A professional valuation from a Chartered Surveyor should ideally be obtained on or near to 6th April 2015 as this will provide the best evidence of the property’s market value at that time. Alternatively, an “historic” 6th April 2015 valuation could be obtained at the time of a future sale but this may be less secure as HMRC might well challenge any valuation which they consider to be unrealistic.
The Tax rates
For individuals the rate of tax on any gains made will be 18% or 28% depending on the individual’s UK income and the amount of any gain on disposal of the property. Non-resident individuals will be entitled to the same annual exemption as UK residents i.e. £11,100 in 2015/16. Assuming the non-UK resident has no taxable UK income, then gains in excess of approximately £50,000 on disposal of UK residential property in a tax year will fall within the 28% CGT charge.

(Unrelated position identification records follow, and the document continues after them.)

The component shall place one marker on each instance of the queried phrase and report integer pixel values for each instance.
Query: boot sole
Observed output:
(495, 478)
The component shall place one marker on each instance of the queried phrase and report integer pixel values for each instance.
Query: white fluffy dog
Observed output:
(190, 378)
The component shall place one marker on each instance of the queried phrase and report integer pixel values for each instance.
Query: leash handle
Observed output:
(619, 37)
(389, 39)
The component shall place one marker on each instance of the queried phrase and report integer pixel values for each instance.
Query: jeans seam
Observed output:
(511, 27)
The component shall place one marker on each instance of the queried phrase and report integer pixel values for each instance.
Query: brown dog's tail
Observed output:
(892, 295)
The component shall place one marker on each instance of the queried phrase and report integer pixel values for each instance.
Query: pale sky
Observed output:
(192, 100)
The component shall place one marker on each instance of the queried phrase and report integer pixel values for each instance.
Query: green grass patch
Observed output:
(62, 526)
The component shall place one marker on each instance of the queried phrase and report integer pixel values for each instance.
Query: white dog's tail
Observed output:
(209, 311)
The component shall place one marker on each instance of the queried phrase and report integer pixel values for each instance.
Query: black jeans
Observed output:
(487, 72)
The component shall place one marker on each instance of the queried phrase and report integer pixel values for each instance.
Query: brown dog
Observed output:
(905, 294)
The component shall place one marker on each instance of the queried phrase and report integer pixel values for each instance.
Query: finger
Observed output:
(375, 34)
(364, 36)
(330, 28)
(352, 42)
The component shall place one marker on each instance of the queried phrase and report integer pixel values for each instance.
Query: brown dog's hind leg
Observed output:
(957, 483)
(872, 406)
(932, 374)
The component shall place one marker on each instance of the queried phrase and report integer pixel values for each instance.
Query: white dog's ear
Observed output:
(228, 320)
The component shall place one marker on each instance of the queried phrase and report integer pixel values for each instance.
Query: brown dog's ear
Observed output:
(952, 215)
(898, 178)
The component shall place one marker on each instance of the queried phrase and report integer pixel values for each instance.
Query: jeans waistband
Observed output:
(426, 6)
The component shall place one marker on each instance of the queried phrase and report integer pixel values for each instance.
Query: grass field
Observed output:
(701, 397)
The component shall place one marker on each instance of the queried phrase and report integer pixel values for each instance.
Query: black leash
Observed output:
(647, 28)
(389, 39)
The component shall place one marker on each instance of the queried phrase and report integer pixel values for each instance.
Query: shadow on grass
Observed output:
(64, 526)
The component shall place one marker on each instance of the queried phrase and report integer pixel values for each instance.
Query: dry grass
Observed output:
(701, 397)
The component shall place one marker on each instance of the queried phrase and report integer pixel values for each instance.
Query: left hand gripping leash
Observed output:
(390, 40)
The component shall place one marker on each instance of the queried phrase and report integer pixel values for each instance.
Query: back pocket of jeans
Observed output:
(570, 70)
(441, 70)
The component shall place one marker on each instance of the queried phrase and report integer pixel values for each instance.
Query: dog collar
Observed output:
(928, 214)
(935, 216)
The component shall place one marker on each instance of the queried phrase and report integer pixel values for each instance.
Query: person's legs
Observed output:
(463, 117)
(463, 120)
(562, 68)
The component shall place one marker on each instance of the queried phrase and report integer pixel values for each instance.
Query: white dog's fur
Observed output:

Who is affected by the new charge?
The new regime affects non-UK resident individuals, trustees, closely-held companies and partners in partnerships disposing of a UK residential property interest.
To avoid discouraging institutional investment in UK residential property, the legislation will not extended the charge to companies, which are used as the private investment vehicle of individuals, families or small groups of investors. The definition of a “residential property interest” is wide and includes property of any value, which is suitable for use as a dwelling (or is being constructed or adapted for use as a dwelling). The charge will also be triggered by the assignment of rights to acquire a UK residential property, such as the sale of a purchase contract for a property in a new development. Thus, so-called “flipping” of contracts by non-UK residents will be potentially taxable.
Principal Private Resident relief
In reality most of us do not pay any tax when we sell our homes because of a relief (known as principal private residence relief or “PPR”) that exempts any gains arising from CGT. There are limits and exceptions for instance where the property is let out or unoccupied for limited periods or the grounds are very large. Where someone owns more than one home, whether in the UK or abroad, they can nominate which of these qualifies for PPR.
Therefore, PPR from CGT will be available to non-resident individuals (and non-resident trustees where a beneficiary meets the qualifying conditions for an individual) but only for tax years in which the individual or their spouse have spent at least 90 midnights in the property.
Reporting and paying the tax
Individuals and companies will need to report relevant disposals to the UK’s HM Revenue and Customs within 30 days (regardless of whether a gain has been realised). Where there is an existing relationship with HMRC they may pay the tax due as part of their self-assessment return, otherwise payment must be made within 30 days of the disposal.
A return to HMRC will usually be required even in cases where there is no chargeable gain, for example, because the gain is within the CGT annual exempt amount.
FOR PORTUGAL TAX RESIDENTS, don’t forget that we are liable for tax on our worldwide income and gains so normally; the gain will be calculated by the sale price less the purchase price and any identifiable improvement costs. Any tax paid in the UK will normally be credited against any Portugal tax due under the tax treaty arrangements.